Congratulations to Emma Griffiths, winner of the 2023 CAPC Emerging Conservator Grant
Emma Griffiths reports on her attendance at the course, "Conservation of Transport and Industrial Collections," taught by Chris Knapp at West Dean College of Arts & Conservation.
Here is Emma's report:
The Conservation of Transport and Industrial Collections course, held at West Dean College of Arts & Conservation, was taught by Chris Knapp, former head of conservation at the Imperial War Museum in Duxford, and Dave Morris, curator and principal conservator at the Fleet Air Arm Museum (FAAM). Over a period of five days, we were given talks on ethics for industrial collections, display environments, approaches to the assessment and documentation of large objects, and the differences between conservation and restoration, particularly as they pertain to industrial collections. As part of the course, we were also given lectures by the MA conservation course leaders in Metals, and Books & Paper, and a chance to visit the workshops and studios around the college.

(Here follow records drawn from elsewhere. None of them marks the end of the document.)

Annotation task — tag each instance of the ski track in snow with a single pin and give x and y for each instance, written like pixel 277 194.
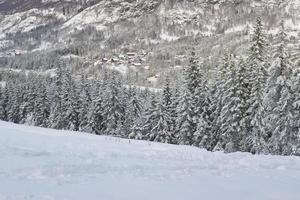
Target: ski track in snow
pixel 44 164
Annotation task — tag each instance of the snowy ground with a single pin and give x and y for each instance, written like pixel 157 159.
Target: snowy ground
pixel 44 164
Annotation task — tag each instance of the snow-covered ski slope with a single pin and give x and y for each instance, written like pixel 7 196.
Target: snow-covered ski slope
pixel 45 164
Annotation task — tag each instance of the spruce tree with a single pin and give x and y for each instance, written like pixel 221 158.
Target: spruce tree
pixel 258 65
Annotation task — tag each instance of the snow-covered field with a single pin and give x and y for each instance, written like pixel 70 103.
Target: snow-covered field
pixel 45 164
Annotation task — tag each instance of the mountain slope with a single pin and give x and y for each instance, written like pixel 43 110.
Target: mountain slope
pixel 46 164
pixel 162 32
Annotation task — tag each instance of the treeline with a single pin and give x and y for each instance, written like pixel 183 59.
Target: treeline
pixel 252 106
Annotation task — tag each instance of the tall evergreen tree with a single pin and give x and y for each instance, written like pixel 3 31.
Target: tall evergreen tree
pixel 258 64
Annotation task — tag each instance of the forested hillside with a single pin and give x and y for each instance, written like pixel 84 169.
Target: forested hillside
pixel 252 104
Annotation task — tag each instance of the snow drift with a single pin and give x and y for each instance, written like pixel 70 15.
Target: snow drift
pixel 44 164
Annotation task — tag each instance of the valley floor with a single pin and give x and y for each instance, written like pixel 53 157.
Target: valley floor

I found the discussions on ethics of particular interest, as I have spent a great deal of time researching the ethics behind Industrial Collections as part of my internship with Go Industrial and AOC Archaeology. The understanding I gained from this course is that really, there is no difference between the ethical considerations for industrial collections, archaeological collections, and even fine art collections. The goal should always be the same: to preserve the object in trust for society, with the least intervention possible. Sometimes this can mean preservation of the original material, sometimes it can mean preservation of function, sometimes preservation of how an object works, sometimes it can mean preservation of witness marks, but the decision on how best to preserve the object will all depend on its’ significance. To illustrate this point, course leader Dave Morris discussed the treatment of a Corsair KD341, a unique fighter plane from WWII, in the collection at FAAM. In 2000, Dave and his team set out to remove the historically inaccurate paintwork that had been applied to the Corsair when it entered the museum collection in 1963, with the goal of revealing the original paintwork and as many of the witness marks as possible. This was done using a variety of techniques, including very fine wire wool, scalpels, and even masking tape, using minimal solvents wherever possible to avoid any disruption to the original paintwork beneath. This approach would be seen as standard practice in the conservation of fine art, furniture, or archaeological objects, but often when it comes to working with industrial objects, the same rules do not seem to apply. This case study showed that ultimately, it should come down to the significance of the object, and the goal of the conservation treatment.
I found these discussions extremely thought provoking, particularly when discussing the challenges sometimes faced where museums are supported by large numbers of volunteers. There is no substitution for the wealth of knowledge that volunteers working on industrial collections, those with engineering backgrounds, bring to the table. But imparting a conservation approach, and helping staff and volunteers to understand that a less interventive approach is often of greater benefit, will have great impact on the preservation of these collections.
As part of the Powering Our People Project, we will be running workshops at several Go Industrial sites, to teach staff and volunteers basic conservation techniques and approaches. Attending this course has better equipped me to now assist in the implementation of these workshops, and given me a better understanding of the benefit they will have for the staff and collections.